Meus queridos amigos, é fácil olhar para o mundo de hoje e ver muitos fatores negativos que podem levar ao pessimismo. Mas creio que Deus está a preparar uma grande primavera para o cristianismo, e se nos abrirmos ao Espírito Santo, poderemos transformar-nos em testemunhas ousadas e corajosas de Cristo e da sua mensagem. Foi o Espírito quem guiou os apóstolos, foi o Espírito quem levou Marcelino Champagnat a ser um líder tão corajoso e ousado. O mesmo Espírito nos concederá ousadia na divulgação da Boa Nova e em levar o amor de Jesus aos outros através da nossa preocupação, compaixão, disponibilidade e interesse pelos seus problemas e necessidades. Encorajem-se e fortaleçam-se mutuamente e o Espírito encherá seus corações de amor, paixão e ousadia. De diferentes maneiras, cada um de nós tem a capacidade de ser testemunha e líder ousado e corajoso.

Sejam audaciosos também como grupo. Sejam um exemplo luminoso de leigos e religiosos que trabalham juntos com ousadia na grande e árdua aventura da evangelização dos jovens e das suas famílias. Com o seu forte espírito de família podem ser modelos da nova visão da Igreja com a sua colaboração e parceria entre todos os membros. E juntos, compartilhando o carisma de Marcelino Champagnat, poderão trabalhar para proporcionar aos jovens uma renovada espiritualidade marial. Sejam ousados, meus amigos, sejam Marcelino hoje.

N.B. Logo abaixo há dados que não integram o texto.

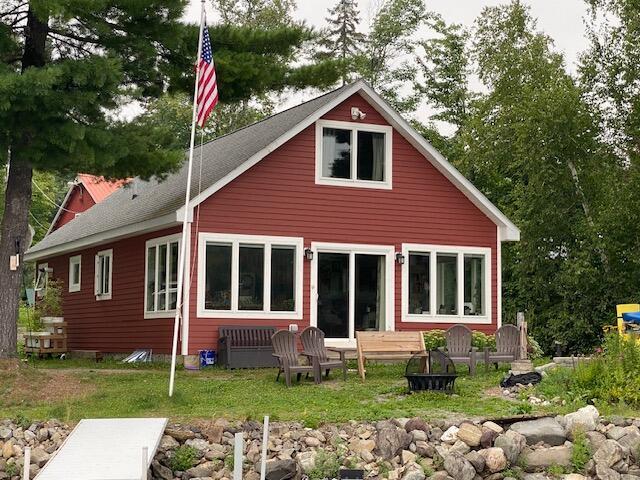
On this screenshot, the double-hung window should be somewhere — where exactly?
[402,244,491,323]
[316,120,393,189]
[198,233,303,319]
[69,255,82,292]
[144,235,180,317]
[95,249,113,300]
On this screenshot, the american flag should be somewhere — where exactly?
[197,25,218,127]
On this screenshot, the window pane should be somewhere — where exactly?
[157,245,167,311]
[464,255,485,315]
[238,245,264,310]
[358,131,384,182]
[408,253,430,314]
[437,253,458,315]
[204,244,231,310]
[169,242,178,310]
[322,128,351,178]
[147,247,156,312]
[271,247,296,312]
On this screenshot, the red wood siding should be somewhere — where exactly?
[51,184,96,232]
[38,228,180,353]
[189,95,497,353]
[38,95,497,353]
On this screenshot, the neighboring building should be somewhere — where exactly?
[47,173,128,234]
[27,81,520,354]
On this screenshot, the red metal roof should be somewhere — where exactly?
[78,173,130,203]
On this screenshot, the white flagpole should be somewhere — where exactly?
[169,0,205,397]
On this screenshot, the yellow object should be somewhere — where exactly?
[616,303,640,342]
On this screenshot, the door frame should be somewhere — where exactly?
[309,242,395,347]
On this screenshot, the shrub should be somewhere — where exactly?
[170,445,198,472]
[571,429,591,473]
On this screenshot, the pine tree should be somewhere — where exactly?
[320,0,365,85]
[0,0,337,358]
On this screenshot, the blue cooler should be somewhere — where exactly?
[198,350,216,368]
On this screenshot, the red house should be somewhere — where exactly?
[27,81,520,355]
[47,173,128,234]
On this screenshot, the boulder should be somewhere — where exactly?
[478,447,508,473]
[458,422,482,447]
[511,417,567,446]
[493,430,527,464]
[440,425,459,445]
[464,450,484,473]
[404,417,429,433]
[520,446,571,472]
[480,428,499,448]
[377,427,413,460]
[593,440,627,468]
[564,405,600,433]
[257,459,298,480]
[296,450,318,473]
[444,453,476,480]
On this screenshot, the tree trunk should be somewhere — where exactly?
[0,2,48,359]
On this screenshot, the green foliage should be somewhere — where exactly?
[308,449,343,480]
[571,429,592,473]
[169,445,198,472]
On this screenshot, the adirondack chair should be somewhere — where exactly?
[271,330,320,387]
[484,325,520,368]
[300,327,347,380]
[445,324,478,375]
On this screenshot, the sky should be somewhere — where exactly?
[180,0,588,127]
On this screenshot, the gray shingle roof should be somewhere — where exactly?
[28,81,352,255]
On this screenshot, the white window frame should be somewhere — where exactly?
[309,242,396,347]
[316,120,393,190]
[94,248,113,300]
[69,255,82,292]
[401,243,493,325]
[197,232,304,320]
[144,233,180,318]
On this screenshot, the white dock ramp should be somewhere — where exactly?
[36,418,167,480]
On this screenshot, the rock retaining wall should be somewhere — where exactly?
[0,406,640,480]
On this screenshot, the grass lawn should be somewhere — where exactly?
[0,360,624,426]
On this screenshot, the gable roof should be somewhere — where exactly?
[25,80,520,261]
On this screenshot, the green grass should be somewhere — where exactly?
[0,360,636,427]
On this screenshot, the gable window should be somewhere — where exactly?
[69,255,82,292]
[316,120,393,189]
[144,235,180,316]
[198,233,303,319]
[402,244,491,323]
[95,249,113,300]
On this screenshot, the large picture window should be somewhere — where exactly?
[402,244,491,323]
[198,233,303,319]
[316,120,393,188]
[95,250,113,300]
[144,235,180,316]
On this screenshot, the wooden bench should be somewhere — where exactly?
[356,332,427,380]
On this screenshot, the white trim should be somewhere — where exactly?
[401,243,493,325]
[178,223,191,355]
[197,232,304,320]
[24,213,179,262]
[309,242,395,347]
[93,248,113,300]
[69,255,82,292]
[496,227,502,328]
[177,80,520,241]
[143,233,181,319]
[315,120,393,190]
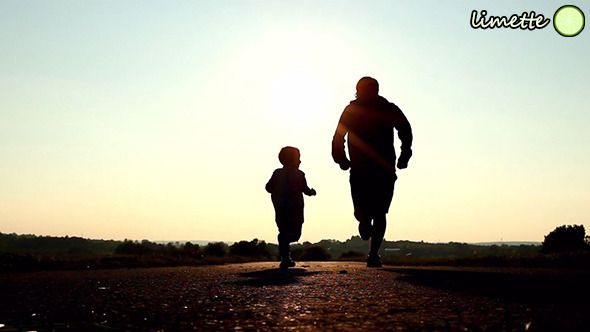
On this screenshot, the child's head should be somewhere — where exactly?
[279,146,301,167]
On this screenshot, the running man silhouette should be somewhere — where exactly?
[332,77,413,267]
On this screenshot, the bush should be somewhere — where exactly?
[293,246,332,261]
[542,225,588,253]
[229,239,271,258]
[204,242,227,257]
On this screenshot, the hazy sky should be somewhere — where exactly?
[0,0,590,243]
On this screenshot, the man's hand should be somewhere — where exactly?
[397,150,412,169]
[339,159,350,171]
[397,159,408,169]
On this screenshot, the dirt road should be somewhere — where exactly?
[0,262,590,332]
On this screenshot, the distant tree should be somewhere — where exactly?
[229,239,271,258]
[542,225,587,253]
[204,242,227,257]
[340,250,366,260]
[115,239,154,255]
[180,242,203,258]
[293,246,332,261]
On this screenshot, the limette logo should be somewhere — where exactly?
[471,10,551,30]
[470,5,585,37]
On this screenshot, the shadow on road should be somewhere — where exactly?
[238,268,320,287]
[383,268,590,308]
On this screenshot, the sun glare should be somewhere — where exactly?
[270,65,330,126]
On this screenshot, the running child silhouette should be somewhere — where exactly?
[266,146,316,269]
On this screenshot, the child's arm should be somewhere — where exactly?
[303,175,316,196]
[264,173,275,194]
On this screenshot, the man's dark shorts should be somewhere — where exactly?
[350,168,397,221]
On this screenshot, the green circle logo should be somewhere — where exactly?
[553,5,584,37]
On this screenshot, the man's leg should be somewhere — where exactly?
[367,214,387,267]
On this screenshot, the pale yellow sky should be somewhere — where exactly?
[0,1,590,242]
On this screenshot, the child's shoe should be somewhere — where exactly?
[367,255,383,267]
[359,220,373,241]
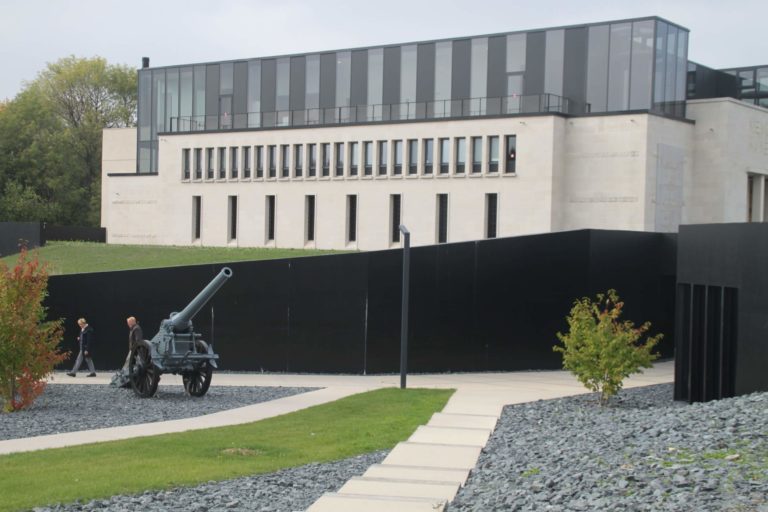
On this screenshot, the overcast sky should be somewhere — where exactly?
[0,0,768,100]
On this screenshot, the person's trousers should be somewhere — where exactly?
[72,349,96,373]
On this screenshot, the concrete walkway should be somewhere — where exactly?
[0,361,674,512]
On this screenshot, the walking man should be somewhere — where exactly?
[67,318,96,377]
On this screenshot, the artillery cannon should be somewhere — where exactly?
[128,267,232,398]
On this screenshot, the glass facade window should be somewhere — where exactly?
[393,140,403,176]
[264,196,277,242]
[378,140,389,176]
[205,148,214,180]
[472,137,483,174]
[267,145,277,178]
[293,144,304,178]
[408,139,419,174]
[181,148,191,180]
[424,139,435,174]
[320,142,331,177]
[304,196,315,242]
[255,146,264,178]
[247,60,261,128]
[335,142,344,176]
[280,144,291,178]
[362,141,373,176]
[219,148,227,180]
[469,37,488,116]
[229,148,239,178]
[400,44,418,119]
[243,146,251,178]
[436,194,448,244]
[504,135,517,173]
[195,148,203,180]
[307,144,317,177]
[454,137,467,174]
[485,194,499,238]
[439,139,451,174]
[389,194,402,244]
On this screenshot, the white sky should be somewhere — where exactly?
[0,0,768,100]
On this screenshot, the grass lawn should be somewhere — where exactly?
[2,242,342,275]
[0,388,453,510]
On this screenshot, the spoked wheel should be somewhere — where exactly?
[128,345,160,398]
[181,341,213,396]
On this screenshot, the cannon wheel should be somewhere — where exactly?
[181,340,213,396]
[128,344,160,398]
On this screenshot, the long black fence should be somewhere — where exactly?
[47,230,676,374]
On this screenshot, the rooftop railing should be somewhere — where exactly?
[170,94,589,132]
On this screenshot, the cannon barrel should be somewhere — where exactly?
[170,267,232,331]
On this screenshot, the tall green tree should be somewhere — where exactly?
[0,56,137,226]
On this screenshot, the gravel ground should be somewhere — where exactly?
[0,384,316,440]
[448,384,768,512]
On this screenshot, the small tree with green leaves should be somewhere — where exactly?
[0,249,67,412]
[553,290,663,405]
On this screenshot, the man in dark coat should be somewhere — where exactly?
[67,318,96,377]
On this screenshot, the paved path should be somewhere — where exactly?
[0,361,674,512]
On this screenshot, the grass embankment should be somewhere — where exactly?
[2,242,343,275]
[0,388,453,510]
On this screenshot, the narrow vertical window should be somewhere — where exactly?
[379,140,389,176]
[454,137,467,174]
[280,144,291,178]
[228,196,237,241]
[219,148,227,180]
[181,148,190,180]
[488,136,499,172]
[472,137,483,174]
[437,194,448,244]
[504,135,517,173]
[424,139,435,174]
[267,145,277,178]
[195,148,203,180]
[256,146,264,178]
[293,144,304,178]
[192,196,203,240]
[349,142,360,176]
[229,148,239,178]
[243,146,251,178]
[336,142,344,176]
[440,139,451,174]
[485,194,499,238]
[304,196,315,242]
[347,195,357,243]
[309,144,317,177]
[389,194,400,244]
[394,140,403,176]
[264,196,275,242]
[205,148,214,180]
[320,142,331,176]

Agora, gostaria de dirigir uma palavra final aos Irmãos. Notei com grande alegria que um bom número de vocês manifestou sua disponibilidade para servir em situações difíceis, incluindo países onde alguns de seus confrades foram mortos nos últimos anos. Todos vocês, queridos Irmãos, estão sendo chamados ao heroísmo neste período crítico da história do seu Instituto. Todos vocês foram chamados a deixar-se transformar pelo Espírito Santo, a converterem-se e a fundar novamente o seu Instituto em fidelidade criativa ao espírito do seu Fundador, São Marcelino Champagnat. Hoje damos graças a Deus pela vida deste grande homem e pela inspiração que ele é para todos nós. Que seja também um dia de ação de graças pela nossa própria vida e pelos nossos apelos, um momento de renovação do nosso compromisso.

Em particular, rezo para que sejam corajosos ao empreender esta refundação que é tão importante para todos aqueles que estão servindo agora e que servirão no futuro. É também muito importante para toda a Igreja.

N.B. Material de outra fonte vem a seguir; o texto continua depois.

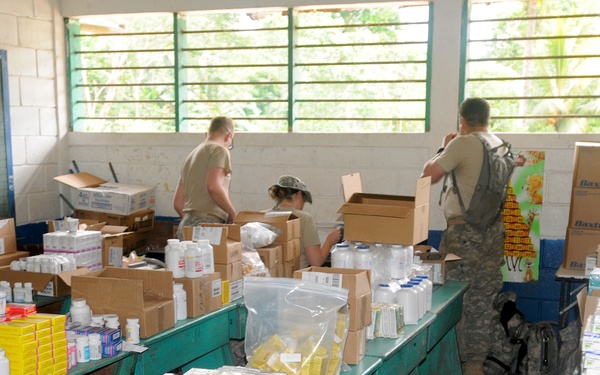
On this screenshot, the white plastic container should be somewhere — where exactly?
[416,275,433,311]
[354,245,373,270]
[75,336,90,363]
[125,318,140,344]
[331,244,354,268]
[408,279,427,319]
[185,242,204,279]
[104,314,121,329]
[23,282,33,303]
[0,349,10,375]
[69,298,92,328]
[173,283,187,320]
[13,283,25,303]
[396,284,419,324]
[198,239,215,275]
[165,238,185,278]
[373,283,396,303]
[88,333,102,361]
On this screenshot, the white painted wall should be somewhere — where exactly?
[0,0,600,239]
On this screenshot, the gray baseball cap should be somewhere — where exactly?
[273,175,312,204]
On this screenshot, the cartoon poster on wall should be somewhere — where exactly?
[502,150,545,283]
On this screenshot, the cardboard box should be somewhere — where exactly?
[233,211,302,243]
[573,142,600,189]
[173,272,222,318]
[183,224,242,264]
[0,218,17,254]
[344,327,367,365]
[338,174,431,245]
[256,245,283,270]
[73,210,154,232]
[0,266,90,297]
[569,188,600,230]
[563,228,600,270]
[71,267,175,338]
[294,267,371,331]
[215,261,244,281]
[415,245,462,284]
[54,172,156,215]
[0,251,29,266]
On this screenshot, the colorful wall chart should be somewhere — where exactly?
[502,150,546,283]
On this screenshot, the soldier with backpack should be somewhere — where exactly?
[422,98,515,375]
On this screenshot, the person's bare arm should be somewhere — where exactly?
[173,184,185,217]
[304,229,342,266]
[206,167,235,222]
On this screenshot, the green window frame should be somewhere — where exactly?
[65,1,433,133]
[461,0,600,133]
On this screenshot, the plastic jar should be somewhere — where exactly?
[416,275,433,311]
[0,349,10,375]
[185,242,204,279]
[13,283,25,303]
[23,282,33,303]
[125,318,140,344]
[104,314,121,329]
[396,284,419,324]
[354,245,373,270]
[69,298,92,326]
[408,279,427,319]
[165,238,185,278]
[88,333,102,361]
[198,239,215,275]
[173,283,187,320]
[75,336,90,363]
[373,283,396,303]
[331,244,354,268]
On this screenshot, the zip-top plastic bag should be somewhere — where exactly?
[244,277,349,375]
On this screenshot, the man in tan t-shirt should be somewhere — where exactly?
[173,116,235,239]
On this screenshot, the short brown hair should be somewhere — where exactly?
[208,116,234,134]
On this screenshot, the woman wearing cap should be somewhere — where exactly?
[269,175,342,268]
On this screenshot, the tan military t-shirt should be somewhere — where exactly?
[435,132,505,220]
[179,140,231,220]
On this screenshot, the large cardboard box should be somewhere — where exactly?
[0,266,90,297]
[73,210,154,232]
[294,267,371,331]
[174,272,222,318]
[183,224,242,264]
[54,172,156,215]
[71,267,175,338]
[563,228,600,270]
[569,188,600,230]
[338,173,431,245]
[344,327,367,365]
[573,142,600,189]
[0,251,29,266]
[233,211,302,243]
[0,218,17,254]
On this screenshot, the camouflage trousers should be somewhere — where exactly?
[440,220,505,363]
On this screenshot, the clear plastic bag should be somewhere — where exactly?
[244,277,349,375]
[240,222,283,249]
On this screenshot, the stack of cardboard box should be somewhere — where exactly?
[563,142,600,270]
[183,224,243,305]
[234,211,302,277]
[0,218,29,266]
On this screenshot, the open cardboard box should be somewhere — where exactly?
[54,172,156,215]
[0,266,90,297]
[415,245,462,284]
[338,173,431,245]
[71,267,175,338]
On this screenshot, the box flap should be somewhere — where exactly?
[54,172,108,189]
[342,173,362,202]
[415,177,431,206]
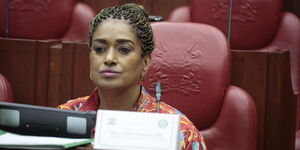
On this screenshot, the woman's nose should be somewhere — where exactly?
[104,48,116,66]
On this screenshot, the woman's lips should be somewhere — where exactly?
[100,69,120,78]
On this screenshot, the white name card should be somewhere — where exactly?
[94,110,180,150]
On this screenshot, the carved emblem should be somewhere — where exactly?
[147,41,203,95]
[10,0,51,12]
[211,0,257,22]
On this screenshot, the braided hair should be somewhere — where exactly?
[88,3,154,57]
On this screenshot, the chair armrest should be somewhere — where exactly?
[201,86,257,150]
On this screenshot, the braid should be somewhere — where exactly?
[88,3,154,57]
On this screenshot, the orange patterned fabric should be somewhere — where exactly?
[58,88,206,150]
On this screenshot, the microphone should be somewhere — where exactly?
[155,82,162,113]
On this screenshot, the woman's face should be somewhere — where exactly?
[90,19,151,89]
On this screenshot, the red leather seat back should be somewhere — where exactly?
[191,0,283,49]
[0,74,13,102]
[0,0,74,39]
[144,22,230,129]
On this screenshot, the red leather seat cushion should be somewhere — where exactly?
[191,0,282,49]
[145,23,230,129]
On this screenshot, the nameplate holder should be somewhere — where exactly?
[94,110,180,150]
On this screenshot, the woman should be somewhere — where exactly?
[59,4,206,150]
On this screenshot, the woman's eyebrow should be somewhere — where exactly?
[93,39,107,44]
[117,39,135,45]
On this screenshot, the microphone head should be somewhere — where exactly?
[155,82,161,93]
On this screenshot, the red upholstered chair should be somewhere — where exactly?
[0,0,95,41]
[0,74,14,102]
[168,0,300,98]
[168,0,300,150]
[144,22,257,150]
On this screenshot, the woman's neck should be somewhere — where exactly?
[98,86,141,110]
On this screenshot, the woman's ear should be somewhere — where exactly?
[140,55,151,83]
[143,55,151,74]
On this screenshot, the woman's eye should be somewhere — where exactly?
[94,46,106,53]
[119,47,130,55]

A todos vocês, membros da comunidade marista mais ampla, que caminham com os Irmãos em parceria colaborativa, orem com e por eles, pedindo a ajuda especial de Maria. Encorajem os Irmãos a serem audaciosos na sua solidariedade e na sua refundação, tal como fizeram no último Capítulo Geral.

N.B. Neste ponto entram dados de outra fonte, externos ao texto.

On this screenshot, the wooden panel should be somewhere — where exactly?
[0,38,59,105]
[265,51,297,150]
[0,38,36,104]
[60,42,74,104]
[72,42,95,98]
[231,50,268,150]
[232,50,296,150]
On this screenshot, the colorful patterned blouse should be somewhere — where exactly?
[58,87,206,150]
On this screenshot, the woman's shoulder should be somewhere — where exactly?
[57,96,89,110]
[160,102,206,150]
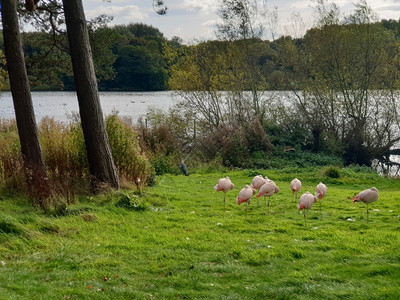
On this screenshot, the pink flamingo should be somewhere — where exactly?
[290,178,301,200]
[297,192,317,224]
[214,176,235,207]
[352,187,379,223]
[257,180,279,214]
[236,185,257,215]
[315,182,328,208]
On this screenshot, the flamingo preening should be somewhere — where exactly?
[236,185,256,215]
[297,192,317,224]
[250,175,269,206]
[214,176,235,207]
[315,182,328,208]
[257,180,279,214]
[290,178,301,200]
[352,187,379,223]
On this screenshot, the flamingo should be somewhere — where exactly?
[236,185,257,214]
[290,178,301,200]
[257,179,279,214]
[250,175,269,206]
[315,182,328,208]
[297,191,317,224]
[214,176,235,207]
[352,187,379,223]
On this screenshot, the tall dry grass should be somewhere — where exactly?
[0,115,152,204]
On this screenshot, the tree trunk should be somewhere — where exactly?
[1,0,50,208]
[63,0,119,188]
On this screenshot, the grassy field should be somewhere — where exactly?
[0,169,400,299]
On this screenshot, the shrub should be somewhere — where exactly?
[39,118,89,203]
[106,114,152,189]
[0,120,26,191]
[115,193,149,211]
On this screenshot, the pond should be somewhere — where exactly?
[0,91,173,122]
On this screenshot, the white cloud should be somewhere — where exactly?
[183,0,218,14]
[85,5,149,24]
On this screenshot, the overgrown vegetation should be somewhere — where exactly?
[0,167,400,299]
[0,115,153,207]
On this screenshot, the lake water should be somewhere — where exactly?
[0,91,174,122]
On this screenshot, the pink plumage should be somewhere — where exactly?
[236,185,256,205]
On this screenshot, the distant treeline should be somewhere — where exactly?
[0,20,400,91]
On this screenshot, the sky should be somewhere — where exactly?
[83,0,400,44]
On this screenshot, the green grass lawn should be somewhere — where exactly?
[0,169,400,299]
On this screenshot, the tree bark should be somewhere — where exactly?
[1,0,50,208]
[63,0,119,188]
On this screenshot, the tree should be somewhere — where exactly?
[63,0,119,188]
[1,0,50,209]
[281,0,400,165]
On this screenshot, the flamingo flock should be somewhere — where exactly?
[214,175,379,224]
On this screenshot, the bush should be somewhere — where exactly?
[106,114,152,189]
[115,193,149,211]
[0,120,26,191]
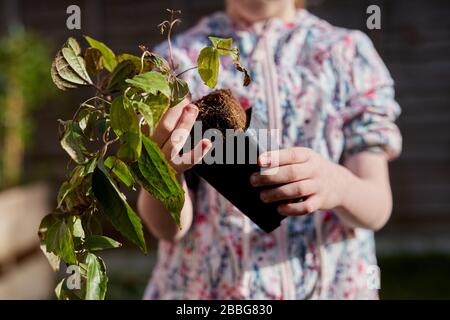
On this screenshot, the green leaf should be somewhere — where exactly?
[147,52,170,72]
[110,96,139,137]
[131,137,184,226]
[170,78,189,107]
[104,156,134,187]
[85,253,108,300]
[92,164,147,253]
[84,48,103,75]
[85,36,117,72]
[39,214,76,264]
[106,60,137,92]
[54,51,88,85]
[117,131,142,162]
[50,58,78,90]
[65,37,81,56]
[117,53,153,72]
[61,38,92,84]
[133,98,153,131]
[81,212,103,236]
[230,48,252,87]
[70,216,85,238]
[40,241,61,272]
[197,47,219,88]
[77,108,101,141]
[83,235,122,252]
[60,120,87,164]
[132,93,170,133]
[145,94,170,126]
[110,96,142,162]
[208,37,233,55]
[126,71,170,98]
[55,278,84,300]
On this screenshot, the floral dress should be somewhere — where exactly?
[144,10,401,299]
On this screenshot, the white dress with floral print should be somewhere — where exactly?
[145,10,401,299]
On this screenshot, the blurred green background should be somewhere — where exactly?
[0,0,450,299]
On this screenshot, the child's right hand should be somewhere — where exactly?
[151,99,212,175]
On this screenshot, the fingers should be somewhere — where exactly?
[250,163,313,187]
[161,104,198,159]
[278,195,321,216]
[258,147,311,168]
[260,180,317,203]
[172,139,212,172]
[151,99,192,148]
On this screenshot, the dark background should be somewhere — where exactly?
[0,0,450,295]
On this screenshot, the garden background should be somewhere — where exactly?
[0,0,450,299]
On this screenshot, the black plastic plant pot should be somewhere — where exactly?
[191,107,285,233]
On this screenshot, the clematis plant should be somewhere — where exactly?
[39,10,250,299]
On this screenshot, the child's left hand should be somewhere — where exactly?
[250,147,345,216]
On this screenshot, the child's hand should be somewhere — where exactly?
[250,148,345,216]
[151,99,212,174]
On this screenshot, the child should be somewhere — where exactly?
[138,0,401,299]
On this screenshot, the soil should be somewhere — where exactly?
[194,89,247,135]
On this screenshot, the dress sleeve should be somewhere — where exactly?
[336,31,402,160]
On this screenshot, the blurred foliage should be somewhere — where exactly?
[0,28,56,189]
[378,252,450,299]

Por vocês mesmos, rezo para que sejam encorajados pelo testemunho do nosso Santo a ver com maior clareza a dignidade da sua própria vocação de vida, o seu chamado a serem alegres testemunhas do Mistério Pascal de Jesus, homens e mulheres, jovens e idosos, chamados a serem mensageiros de esperança num mundo que tem fome de uma visão espiritual da vida.

Marcelino Champagnat foi um homem que tinha um grande amor pela Igreja e ficaria feliz em ver a união que buscamos hoje entre sacerdotes, religiosos e leigos, todos se entendendo, respeitando, encorajando e apoiando uns aos outros nos diferentes chamados vocacionais, todos com o chamado comum de continuar a missão de Jesus. Maravilhoso!

E agora, finalmente, peçamos a Maria, nossa Boa Mãe, que continue a inspirar-nos e a rezar por nós no nosso caminho de fé, esperança e amor.